PBT Unaided by Weak Earnings and Rising Opex
On a y/y basis, the company recorded flat turnover (-0.9%) on the back of an 8.7% fall in food revenues, which may partly be due to the lockdown measures and consequent effects on demand for seasoning products following restaurant closures, mass cancellation and postponement of events. More notably, we highlight that the company may have faced significant transport and logistics challenges as goods in transit printed 173% higher y/y, impeding revenue recognition as they remain yet to be delivered to wholesalers. These create concern for the segment in Q2, when the lockdown was even more accentuated. We highlight that the beverages segment surged by about 13%; this may not be unconnected to stockpiling by consumers and COVID-19 motivated closures of schools inciting higher in-home consumption patterns. Moving down the P&L, Opex/sales worsened by 260bps driven by 6.5% increase in distribution costs and an unprecedented 53.1% in administrative expenses. The company recorded a net finance cost of 83milion (vs a net finance income position in Q1 2019) driven by a 64.2% drop in finance income. We opine that this is a direct reflection of a lower cash balance after its deleveraging exercise earlier in the quarter and the prevailing lower interest rate environment. The company paid off bank loans and its existing FCY loan from its parent company, Nestle S. A, leaving just a N159million overdraft; effectively eliminating FX losses in the foreseeable future, which should bode positively for bottom-line performance. We may see the company take advantage of cheaper local currency borrowing in the near future for its financing needs. We highlight that during the quarter, the company recorded a net FX gain of N155million, implying that Nestle must have sourced for FX before the depreciation trend commenced and the FCY liability must have been paid earlier in the year. PBT margin was impacted by the aforementioned factors, leading to a 210bps decline y/y.

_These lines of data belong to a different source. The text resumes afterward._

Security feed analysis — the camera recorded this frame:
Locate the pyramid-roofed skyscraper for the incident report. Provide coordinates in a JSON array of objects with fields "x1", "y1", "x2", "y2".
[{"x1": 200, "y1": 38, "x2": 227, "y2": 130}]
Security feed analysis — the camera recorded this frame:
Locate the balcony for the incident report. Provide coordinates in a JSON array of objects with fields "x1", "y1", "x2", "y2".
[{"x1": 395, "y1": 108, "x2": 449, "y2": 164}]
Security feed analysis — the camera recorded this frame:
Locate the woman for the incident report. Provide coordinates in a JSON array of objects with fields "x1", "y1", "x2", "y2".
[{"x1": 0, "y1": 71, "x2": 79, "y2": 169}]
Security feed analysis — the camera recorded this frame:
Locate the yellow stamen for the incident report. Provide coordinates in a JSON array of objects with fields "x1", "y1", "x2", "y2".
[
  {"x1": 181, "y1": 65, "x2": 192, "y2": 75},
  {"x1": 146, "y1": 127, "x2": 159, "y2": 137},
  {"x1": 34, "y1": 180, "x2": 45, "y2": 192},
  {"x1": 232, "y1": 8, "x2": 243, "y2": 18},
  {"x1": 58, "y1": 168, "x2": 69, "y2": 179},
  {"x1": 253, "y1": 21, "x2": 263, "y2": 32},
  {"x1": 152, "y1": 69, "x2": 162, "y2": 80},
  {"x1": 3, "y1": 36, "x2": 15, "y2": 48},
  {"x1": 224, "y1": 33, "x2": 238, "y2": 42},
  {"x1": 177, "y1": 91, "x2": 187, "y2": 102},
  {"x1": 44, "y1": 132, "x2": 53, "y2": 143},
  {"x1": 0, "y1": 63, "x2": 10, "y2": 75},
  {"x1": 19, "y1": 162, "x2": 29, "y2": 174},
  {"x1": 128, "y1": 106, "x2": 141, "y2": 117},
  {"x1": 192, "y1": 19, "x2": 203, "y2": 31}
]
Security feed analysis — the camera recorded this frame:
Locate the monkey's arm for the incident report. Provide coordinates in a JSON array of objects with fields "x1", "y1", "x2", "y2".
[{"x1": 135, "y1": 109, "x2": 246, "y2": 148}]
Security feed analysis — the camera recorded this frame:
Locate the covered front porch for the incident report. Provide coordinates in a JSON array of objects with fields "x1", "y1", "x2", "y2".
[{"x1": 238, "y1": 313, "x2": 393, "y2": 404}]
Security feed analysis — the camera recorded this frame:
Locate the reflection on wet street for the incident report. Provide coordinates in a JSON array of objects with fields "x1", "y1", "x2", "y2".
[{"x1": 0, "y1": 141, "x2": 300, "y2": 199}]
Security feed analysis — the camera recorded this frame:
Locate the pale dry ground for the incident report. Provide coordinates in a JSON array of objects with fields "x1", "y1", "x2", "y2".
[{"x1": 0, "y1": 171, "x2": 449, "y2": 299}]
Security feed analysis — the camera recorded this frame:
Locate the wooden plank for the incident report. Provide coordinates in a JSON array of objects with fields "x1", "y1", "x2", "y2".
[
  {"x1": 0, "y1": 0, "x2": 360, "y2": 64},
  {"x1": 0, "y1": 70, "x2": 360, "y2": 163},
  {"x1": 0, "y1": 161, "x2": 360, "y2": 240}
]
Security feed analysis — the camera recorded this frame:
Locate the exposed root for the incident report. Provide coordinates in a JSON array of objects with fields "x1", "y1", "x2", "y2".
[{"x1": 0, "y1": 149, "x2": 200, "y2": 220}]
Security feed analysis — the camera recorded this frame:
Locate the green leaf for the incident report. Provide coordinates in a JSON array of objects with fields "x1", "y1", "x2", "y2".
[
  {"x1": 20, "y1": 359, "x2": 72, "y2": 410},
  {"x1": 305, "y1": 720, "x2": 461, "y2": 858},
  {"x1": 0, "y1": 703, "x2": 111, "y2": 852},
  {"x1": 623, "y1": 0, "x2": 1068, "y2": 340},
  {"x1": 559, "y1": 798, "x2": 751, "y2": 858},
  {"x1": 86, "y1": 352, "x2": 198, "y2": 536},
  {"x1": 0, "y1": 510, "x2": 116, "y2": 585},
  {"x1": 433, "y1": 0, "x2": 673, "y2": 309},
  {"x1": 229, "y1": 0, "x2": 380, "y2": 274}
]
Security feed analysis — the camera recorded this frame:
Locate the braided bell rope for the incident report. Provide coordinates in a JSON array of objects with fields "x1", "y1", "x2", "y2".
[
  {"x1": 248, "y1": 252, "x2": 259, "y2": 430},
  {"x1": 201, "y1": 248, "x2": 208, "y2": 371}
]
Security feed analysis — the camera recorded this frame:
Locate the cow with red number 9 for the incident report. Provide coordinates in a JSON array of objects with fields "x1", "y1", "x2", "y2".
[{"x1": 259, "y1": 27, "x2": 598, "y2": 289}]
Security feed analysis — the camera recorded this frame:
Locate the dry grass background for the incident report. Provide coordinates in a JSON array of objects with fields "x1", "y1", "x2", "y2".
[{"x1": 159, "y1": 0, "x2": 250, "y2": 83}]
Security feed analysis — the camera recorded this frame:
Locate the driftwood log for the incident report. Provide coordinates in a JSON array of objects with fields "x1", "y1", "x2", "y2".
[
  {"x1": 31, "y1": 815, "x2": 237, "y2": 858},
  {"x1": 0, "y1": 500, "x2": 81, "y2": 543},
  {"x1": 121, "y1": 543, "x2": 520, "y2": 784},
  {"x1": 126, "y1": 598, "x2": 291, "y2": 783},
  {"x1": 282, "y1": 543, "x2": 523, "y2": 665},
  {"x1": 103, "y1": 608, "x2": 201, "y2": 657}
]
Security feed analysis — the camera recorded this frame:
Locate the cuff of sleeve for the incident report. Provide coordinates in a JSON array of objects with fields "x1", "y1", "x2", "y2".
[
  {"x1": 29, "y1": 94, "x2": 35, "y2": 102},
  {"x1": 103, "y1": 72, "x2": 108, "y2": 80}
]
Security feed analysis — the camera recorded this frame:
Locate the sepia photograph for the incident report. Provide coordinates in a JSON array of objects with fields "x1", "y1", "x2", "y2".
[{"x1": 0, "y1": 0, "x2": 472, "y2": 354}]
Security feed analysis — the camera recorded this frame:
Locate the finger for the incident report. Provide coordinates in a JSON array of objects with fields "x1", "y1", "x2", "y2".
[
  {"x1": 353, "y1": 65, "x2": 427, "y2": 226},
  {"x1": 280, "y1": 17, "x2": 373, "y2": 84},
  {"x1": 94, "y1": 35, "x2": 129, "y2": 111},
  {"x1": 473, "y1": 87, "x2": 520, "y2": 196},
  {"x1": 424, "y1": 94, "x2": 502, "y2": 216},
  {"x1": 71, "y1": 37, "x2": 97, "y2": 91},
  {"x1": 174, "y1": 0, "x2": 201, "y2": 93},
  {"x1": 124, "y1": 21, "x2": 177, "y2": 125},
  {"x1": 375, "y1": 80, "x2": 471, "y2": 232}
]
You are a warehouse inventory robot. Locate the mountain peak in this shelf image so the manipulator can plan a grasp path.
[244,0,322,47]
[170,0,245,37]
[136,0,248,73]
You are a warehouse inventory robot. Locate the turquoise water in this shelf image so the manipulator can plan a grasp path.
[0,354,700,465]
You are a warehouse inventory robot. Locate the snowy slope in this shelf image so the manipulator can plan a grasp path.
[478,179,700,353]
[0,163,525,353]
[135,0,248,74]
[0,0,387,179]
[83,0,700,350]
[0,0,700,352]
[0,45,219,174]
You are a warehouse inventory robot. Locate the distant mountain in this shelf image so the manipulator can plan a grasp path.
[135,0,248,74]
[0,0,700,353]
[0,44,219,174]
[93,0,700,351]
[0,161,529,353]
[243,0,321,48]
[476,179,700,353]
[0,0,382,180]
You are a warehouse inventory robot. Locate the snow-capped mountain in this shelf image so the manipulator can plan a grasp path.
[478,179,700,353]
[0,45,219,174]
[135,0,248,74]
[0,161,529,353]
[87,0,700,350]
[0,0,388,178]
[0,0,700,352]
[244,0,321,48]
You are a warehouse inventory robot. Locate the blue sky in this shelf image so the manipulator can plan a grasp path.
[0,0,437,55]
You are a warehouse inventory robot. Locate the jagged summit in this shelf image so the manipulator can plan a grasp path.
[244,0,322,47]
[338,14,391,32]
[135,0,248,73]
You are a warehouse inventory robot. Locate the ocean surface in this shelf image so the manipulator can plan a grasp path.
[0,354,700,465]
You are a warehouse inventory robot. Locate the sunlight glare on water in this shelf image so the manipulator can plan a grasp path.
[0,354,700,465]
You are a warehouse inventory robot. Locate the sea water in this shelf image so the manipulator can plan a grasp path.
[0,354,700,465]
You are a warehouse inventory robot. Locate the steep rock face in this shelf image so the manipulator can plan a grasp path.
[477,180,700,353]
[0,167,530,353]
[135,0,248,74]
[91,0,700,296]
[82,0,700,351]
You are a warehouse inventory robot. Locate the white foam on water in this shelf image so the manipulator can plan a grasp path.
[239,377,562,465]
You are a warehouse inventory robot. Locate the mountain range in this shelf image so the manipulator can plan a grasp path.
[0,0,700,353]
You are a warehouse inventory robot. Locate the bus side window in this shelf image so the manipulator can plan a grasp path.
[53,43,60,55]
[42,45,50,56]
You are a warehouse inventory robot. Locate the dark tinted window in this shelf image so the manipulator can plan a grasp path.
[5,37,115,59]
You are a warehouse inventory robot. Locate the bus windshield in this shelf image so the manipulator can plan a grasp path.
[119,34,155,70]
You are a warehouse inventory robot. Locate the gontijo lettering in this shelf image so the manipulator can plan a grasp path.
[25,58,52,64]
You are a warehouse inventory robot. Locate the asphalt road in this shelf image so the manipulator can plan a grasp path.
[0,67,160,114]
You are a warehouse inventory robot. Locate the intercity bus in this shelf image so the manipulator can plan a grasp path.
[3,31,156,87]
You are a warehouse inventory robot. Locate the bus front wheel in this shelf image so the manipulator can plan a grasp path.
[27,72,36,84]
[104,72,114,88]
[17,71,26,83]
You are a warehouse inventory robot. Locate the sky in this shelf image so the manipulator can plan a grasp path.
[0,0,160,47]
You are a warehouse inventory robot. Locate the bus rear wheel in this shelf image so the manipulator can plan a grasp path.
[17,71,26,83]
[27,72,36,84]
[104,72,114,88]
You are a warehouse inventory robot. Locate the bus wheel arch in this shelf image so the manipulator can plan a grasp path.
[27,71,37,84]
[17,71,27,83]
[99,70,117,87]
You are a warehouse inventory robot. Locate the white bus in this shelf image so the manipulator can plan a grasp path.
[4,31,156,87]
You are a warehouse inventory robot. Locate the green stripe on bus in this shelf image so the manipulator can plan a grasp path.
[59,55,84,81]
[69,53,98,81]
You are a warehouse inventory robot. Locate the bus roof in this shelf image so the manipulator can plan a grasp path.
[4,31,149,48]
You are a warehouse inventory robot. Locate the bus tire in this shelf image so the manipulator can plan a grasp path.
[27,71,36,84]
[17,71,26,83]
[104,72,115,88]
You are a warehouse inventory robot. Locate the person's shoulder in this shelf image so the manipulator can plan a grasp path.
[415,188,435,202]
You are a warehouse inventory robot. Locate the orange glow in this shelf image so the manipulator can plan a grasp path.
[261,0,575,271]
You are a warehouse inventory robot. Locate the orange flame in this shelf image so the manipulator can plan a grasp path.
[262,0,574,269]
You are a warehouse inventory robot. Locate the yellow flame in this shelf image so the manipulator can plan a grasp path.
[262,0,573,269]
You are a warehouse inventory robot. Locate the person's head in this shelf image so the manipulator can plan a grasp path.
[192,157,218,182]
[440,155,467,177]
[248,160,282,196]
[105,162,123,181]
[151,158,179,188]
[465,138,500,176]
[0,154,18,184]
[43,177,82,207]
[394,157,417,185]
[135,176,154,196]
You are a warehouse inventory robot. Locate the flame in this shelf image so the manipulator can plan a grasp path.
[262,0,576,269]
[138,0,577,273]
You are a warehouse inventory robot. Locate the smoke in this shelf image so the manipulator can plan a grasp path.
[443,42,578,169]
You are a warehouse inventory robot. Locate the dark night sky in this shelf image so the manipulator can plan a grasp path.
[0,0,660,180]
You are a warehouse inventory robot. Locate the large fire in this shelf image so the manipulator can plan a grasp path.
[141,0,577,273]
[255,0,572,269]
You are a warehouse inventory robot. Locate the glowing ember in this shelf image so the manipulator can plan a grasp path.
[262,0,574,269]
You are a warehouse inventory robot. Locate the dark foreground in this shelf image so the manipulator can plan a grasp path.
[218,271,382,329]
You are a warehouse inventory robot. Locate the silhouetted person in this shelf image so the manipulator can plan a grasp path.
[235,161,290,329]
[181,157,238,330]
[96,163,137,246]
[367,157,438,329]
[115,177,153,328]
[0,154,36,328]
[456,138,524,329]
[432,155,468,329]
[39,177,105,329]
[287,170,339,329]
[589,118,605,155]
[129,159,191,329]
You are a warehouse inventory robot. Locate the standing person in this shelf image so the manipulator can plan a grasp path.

Cost Management Key to Profitability
On a q/q basis, topline fell by 3.2% on the back of a 6.3% drop in revenues from the Food segment, unsupported by a flat performance in the beverage segment. Moving down the P&L line, PBT margin (up 480bps q/q) was supported by a 120bps improvement in GPM, a 310bps downtrend in Opex/sales driven by a 19.8% chop in distribution costs and an improved net finance cost position of N83million (vs N442million in Q4 2019) on the back of lower interest payments and a net FX gain of N155million during the quarter.
Outlook
Going forward, topline growth may continue to be stifled by intense competition in the consumer space, particularly as the economic effects of the COVID-19 spread hamper consumer demand. We are particularly concerned about performance in Q2 2020, where bans on social gatherings and social distancing measures take center stage and pose downside risks for seasoning sales. However, we expect company performance to see support from the recent deleveraging exercise, its superiority ability to price cost reflectively and brand loyalty. Additionally, strong market share in other regions of the country besides Lagos as well as being placed in a favorable position relating to local sourcing (80:20 domestic to foreign sourcing of raw materials) places the company in pole position compared to competitors. Nestlé’s inclusion in the list of companies allowed to import milk should also bode well for company operations. Our concern, however, lies in the prospect of dollar illiquidity particularly in the context of a devaluation, as its supply chain is still subject to fx risks relating to pricing. With that being said, we expect Nestle to sustain its cost management strategies and this should be supportive for bottom line performance in the near term.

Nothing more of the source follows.